I thank the Leader of the
Opposition for some notice of the question. Again, it is a very long question.
(1) It was provided on 23 August
2023.
(2) The $4.1 million that was drawn down on 23 August
2023 funded costs essential for the ongoing operation of the mine,
including labour, fuel and maintenance, that were not covered by revenue
generated, noting that the customers do not currently pay a price for coal that
supports the stable operation of the mine.

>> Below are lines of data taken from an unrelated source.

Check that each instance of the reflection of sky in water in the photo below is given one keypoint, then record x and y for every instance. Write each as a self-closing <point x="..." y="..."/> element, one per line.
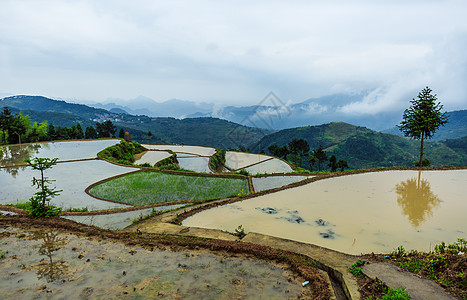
<point x="416" y="199"/>
<point x="79" y="268"/>
<point x="194" y="163"/>
<point x="271" y="182"/>
<point x="71" y="177"/>
<point x="366" y="212"/>
<point x="119" y="220"/>
<point x="73" y="150"/>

The Department of the Premier and
Cabinet disbursed the amount following KPMG's analysis of the
shortfall.
(3) The first
financial assistance agreement was executed on 11 January 2023. An amended
version of this agreement was executed on 19 May 2023. A further financial
assistance agreement, termed the process agreement, was executed on 14 August
2023.
(4)–(5)
The state government has provided support to stabilise Griffin Coal operations
to ensure energy system security for Western Australia and certainty for the
Collie workforce and community. The government remains of the firm belief that
Griffin Coal's financial difficulties should be resolved through
commercial agreement with Griffin Coal's customers, based on paying a price
for coal that supports the stable operation of the mine. Treasury has appointed
Ad Astra Corporate Advisory to assist the government with the discussions with
commercial parties with a view to facilitating this outcome.